The theme seems to be luxury ingredients presented in man-friendly combinations. It’s a strange aesthetic, a kind of high-end/lowest-common-denominator school of cooking. When it succeeds, there’s some genius there, as shown in the bacon-and-truffle appetizer. Black truffle and caramelized onions top thick slices of bacon, the whole thing swimming in truffle oil. Of course, the truffle oil obliterated any chance of tasting the real truffle, but the greasy, sweet, smoky bite was the epitome of good, slutty fun.

“Millionaire devilled eggs” are tasty – well-balanced, not too sweet – but the addition of truffle (which I couldn’t taste), sturgeon caviar and gold leaf reveals some of the gimmickry to come. This is food to boast about, not savor.

Elsewhere, the practice of inserting expensive ingredients into fun and safe-feeling foods falls flat. The foie gras PB&J pairs the fatty delicacy with an overly sweet raspberry jam and pine nut butter. The small plates menu says it comes on French toast, but what we got was more like a crouton, and the pronounced crunch obliterated the foie’s textural beauty.

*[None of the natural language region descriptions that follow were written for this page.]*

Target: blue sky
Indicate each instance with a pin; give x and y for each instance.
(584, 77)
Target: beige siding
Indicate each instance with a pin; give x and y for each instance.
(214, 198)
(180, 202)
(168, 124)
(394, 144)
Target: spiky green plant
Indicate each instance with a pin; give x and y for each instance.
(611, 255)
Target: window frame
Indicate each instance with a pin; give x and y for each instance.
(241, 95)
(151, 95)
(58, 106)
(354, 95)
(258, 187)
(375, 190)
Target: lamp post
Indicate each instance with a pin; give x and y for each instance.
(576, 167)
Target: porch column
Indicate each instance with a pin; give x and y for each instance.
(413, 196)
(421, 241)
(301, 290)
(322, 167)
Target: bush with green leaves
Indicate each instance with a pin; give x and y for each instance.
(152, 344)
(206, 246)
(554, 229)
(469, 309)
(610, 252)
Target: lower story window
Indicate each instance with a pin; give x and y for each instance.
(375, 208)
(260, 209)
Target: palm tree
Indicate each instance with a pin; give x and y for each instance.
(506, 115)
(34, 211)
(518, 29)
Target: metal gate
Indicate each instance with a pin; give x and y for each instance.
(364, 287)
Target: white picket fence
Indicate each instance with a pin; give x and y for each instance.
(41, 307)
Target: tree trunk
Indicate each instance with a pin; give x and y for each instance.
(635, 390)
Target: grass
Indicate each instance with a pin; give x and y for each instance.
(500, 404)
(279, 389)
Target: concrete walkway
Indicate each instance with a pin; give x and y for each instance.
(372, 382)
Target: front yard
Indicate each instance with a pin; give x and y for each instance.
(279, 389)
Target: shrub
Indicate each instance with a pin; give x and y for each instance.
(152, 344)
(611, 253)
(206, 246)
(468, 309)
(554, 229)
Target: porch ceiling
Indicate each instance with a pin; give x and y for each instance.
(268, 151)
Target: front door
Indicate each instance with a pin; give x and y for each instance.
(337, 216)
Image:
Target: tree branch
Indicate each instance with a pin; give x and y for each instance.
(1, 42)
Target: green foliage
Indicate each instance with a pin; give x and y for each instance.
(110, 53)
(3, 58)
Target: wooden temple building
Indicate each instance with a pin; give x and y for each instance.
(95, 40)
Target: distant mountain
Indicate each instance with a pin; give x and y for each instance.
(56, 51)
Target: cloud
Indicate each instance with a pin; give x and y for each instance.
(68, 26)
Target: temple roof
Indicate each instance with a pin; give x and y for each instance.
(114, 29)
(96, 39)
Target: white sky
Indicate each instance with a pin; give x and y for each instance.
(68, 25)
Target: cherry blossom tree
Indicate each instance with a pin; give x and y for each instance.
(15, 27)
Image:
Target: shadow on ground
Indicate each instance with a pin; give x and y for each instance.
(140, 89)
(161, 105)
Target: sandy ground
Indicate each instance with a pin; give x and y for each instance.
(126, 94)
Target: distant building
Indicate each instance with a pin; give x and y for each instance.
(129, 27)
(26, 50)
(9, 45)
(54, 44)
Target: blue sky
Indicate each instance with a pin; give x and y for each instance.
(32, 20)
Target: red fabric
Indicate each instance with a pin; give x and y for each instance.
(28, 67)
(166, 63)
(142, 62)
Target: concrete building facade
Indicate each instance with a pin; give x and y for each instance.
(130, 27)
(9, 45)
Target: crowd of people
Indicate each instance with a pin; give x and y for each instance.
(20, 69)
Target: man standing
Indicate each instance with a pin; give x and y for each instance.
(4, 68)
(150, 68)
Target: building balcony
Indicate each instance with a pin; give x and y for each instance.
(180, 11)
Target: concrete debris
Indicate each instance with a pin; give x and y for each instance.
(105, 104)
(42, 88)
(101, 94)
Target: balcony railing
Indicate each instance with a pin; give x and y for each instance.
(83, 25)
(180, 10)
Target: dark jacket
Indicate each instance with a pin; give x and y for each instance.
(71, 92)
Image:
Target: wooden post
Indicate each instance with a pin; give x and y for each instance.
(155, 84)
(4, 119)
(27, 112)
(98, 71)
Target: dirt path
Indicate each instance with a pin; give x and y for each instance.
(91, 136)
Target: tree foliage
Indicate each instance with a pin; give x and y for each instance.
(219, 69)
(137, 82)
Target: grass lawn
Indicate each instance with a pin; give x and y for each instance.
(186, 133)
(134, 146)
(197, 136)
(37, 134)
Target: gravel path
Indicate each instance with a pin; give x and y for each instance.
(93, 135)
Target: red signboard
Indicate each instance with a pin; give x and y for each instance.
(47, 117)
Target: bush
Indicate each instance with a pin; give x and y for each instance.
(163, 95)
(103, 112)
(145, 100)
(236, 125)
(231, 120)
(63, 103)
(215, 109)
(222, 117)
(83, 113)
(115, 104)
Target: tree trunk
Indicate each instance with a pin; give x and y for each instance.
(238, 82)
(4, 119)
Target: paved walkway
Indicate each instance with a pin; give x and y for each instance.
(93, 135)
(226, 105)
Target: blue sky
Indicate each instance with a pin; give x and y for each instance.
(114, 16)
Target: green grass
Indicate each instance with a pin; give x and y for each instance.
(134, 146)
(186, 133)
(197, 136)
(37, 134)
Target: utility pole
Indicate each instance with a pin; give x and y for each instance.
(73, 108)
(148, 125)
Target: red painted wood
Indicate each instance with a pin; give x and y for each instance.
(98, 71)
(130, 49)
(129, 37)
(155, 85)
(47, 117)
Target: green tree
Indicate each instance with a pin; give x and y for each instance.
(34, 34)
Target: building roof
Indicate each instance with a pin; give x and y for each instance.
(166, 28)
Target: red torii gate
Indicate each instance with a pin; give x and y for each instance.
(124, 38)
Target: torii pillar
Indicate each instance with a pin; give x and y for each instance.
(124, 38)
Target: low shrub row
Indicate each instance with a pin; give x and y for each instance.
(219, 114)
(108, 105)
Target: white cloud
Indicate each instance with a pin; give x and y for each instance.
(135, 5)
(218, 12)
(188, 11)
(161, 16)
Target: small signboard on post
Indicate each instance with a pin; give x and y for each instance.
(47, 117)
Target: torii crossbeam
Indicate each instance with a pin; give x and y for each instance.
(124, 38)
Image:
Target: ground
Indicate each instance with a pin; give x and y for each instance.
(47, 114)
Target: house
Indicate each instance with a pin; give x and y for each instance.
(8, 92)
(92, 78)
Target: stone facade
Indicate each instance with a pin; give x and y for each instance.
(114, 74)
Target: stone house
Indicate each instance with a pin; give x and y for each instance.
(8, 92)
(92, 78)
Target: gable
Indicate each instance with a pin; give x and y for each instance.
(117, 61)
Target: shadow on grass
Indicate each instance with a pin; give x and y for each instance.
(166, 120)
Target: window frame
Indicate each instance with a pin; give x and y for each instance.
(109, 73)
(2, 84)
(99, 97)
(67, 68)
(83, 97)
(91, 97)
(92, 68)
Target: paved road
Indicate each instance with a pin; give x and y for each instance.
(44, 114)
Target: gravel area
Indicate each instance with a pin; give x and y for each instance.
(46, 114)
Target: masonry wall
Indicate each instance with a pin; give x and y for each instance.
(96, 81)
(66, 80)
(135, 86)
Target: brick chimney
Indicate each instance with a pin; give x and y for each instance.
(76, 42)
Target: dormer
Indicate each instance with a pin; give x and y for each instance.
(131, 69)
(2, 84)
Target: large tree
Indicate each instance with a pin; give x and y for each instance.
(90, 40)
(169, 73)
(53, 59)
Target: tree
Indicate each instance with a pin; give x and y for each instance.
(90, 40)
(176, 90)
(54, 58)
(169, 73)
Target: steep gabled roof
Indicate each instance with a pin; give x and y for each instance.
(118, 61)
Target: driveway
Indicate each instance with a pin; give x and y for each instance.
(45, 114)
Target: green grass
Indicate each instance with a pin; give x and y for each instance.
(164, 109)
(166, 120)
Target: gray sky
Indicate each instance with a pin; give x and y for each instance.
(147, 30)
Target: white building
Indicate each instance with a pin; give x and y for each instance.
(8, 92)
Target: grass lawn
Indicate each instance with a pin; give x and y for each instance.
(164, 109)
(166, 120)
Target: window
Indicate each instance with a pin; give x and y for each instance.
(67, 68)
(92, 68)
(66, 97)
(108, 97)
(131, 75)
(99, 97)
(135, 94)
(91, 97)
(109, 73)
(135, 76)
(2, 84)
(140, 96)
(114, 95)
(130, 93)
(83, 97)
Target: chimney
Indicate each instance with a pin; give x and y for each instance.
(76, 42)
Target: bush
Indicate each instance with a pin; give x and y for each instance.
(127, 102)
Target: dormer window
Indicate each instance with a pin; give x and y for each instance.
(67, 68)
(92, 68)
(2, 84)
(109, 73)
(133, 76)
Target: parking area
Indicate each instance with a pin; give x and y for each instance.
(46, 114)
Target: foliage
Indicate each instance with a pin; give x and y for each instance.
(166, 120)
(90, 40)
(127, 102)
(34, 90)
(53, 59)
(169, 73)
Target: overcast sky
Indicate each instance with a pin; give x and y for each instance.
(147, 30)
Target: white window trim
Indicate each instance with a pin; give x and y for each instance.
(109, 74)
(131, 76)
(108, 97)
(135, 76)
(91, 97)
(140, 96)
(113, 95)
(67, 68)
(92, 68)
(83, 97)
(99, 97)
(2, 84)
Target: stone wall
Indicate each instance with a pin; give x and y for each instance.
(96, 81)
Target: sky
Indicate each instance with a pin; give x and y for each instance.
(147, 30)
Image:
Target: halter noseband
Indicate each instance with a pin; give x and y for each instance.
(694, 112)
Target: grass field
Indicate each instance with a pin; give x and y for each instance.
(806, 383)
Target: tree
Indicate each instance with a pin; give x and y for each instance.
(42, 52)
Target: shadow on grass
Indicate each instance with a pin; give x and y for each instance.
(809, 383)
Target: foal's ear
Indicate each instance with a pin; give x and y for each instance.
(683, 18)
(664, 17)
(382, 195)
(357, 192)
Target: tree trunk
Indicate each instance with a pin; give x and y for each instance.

An entree of swordfish with lobster and béarnaise was intensely rich and overwhelming. There’s one thing you can’t accuse Maxim Prime of, and that’s skimping on the goods – the dish was covered in lobster meat. A side of fries looked cute with lobster claws poking out, but the addition of lobster meat and sauce to the mix made for flaccid fries. It’s one thing to sog up your own fries in goop; it’s another thing when it’s done for you.

Corn-fed “all natural” steaks satisfy a manly appetite, but don’t do much for a refined palate. Big, rich sides such as creamed spinach and creamed truffled corn do the same. They’re fine, but not fresh or exceptional.

The wine list accurately reveals Maxim Prime’s main flaw. Markups are outrageous, and there’s nothing much between pedestrian and hugely expensive. It’s a list that jumps from Kendall Jackson to Opus One in a few bottles, with an emphasis on name recognition and nothing under $40. It’s wine to drink if you’re not into wine, and wine to boast about.

Maxim obviously wants to forward its brand, but it would do well to employ more of the intelligence in its dining ventures that has made the magazine so successful. I’m sure some Maxim readers are men’s men with a disposable income who just want to impress their dates with a show of lobster and truffle and Opus One. But some of us are fans of substance – we read it for the articles, I swear.